In the coalitions there were bizarre situations, such as allied candidates who supported opposing candidates for president and numerical paradoxes, such as that of Pernambuco in 2014. With 8.6%, the PT did not get any deputies, while six forces did with between 3.1% and 1.8%, two of them from their alliance.

The coalitions were different by state, conditioned by the elections for governor and favored the small parties, according to the political scientist Nicolau. With the constitutional reform of 2017, which is applied today in general elections for the first time, they are prohibited, except for single-person positions, such as president. Federations are allowed, which oblige the parties to four years of joint work, since until now in Brasilia each party constituted its separate parliamentary group.
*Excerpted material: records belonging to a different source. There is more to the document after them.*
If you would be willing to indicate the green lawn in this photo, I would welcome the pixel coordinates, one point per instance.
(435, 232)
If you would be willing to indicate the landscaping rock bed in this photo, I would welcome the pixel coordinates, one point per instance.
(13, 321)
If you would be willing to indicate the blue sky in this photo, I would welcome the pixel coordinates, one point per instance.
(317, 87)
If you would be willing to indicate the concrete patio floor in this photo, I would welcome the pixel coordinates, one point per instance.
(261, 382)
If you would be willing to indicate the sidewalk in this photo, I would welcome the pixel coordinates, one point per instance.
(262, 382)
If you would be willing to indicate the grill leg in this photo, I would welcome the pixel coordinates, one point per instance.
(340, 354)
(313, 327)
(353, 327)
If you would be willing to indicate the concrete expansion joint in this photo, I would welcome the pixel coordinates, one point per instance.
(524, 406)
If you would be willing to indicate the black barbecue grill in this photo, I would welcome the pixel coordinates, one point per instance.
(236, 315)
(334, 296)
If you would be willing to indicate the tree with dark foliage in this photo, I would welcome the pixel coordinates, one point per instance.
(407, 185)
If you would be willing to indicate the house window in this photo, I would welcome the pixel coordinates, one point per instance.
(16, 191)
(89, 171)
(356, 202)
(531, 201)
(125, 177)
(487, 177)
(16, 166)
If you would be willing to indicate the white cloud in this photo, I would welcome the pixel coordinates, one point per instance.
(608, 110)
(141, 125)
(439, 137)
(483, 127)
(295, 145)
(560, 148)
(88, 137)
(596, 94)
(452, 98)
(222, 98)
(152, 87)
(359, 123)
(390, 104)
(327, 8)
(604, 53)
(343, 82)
With his 0.001% of the votes of São Paulo in 2002, Vanderlei Assis would not be a deputy now, since barriers have been established for the attribution of remains. The threshold for receiving public aid has also been raised.

In the municipal elections of 2020, this reform was very noticeable in small municipalities and little in cities. Now there are estimates that the number of parties in Parliament could be reduced by up to a third and fragmentation could drop, but it is unknown. Yes, there is more consensus in expecting a camera turned to the right, although not as much as in 2018. It will be the one that Lula will have to deal with, except for great surprise or very serious conflict.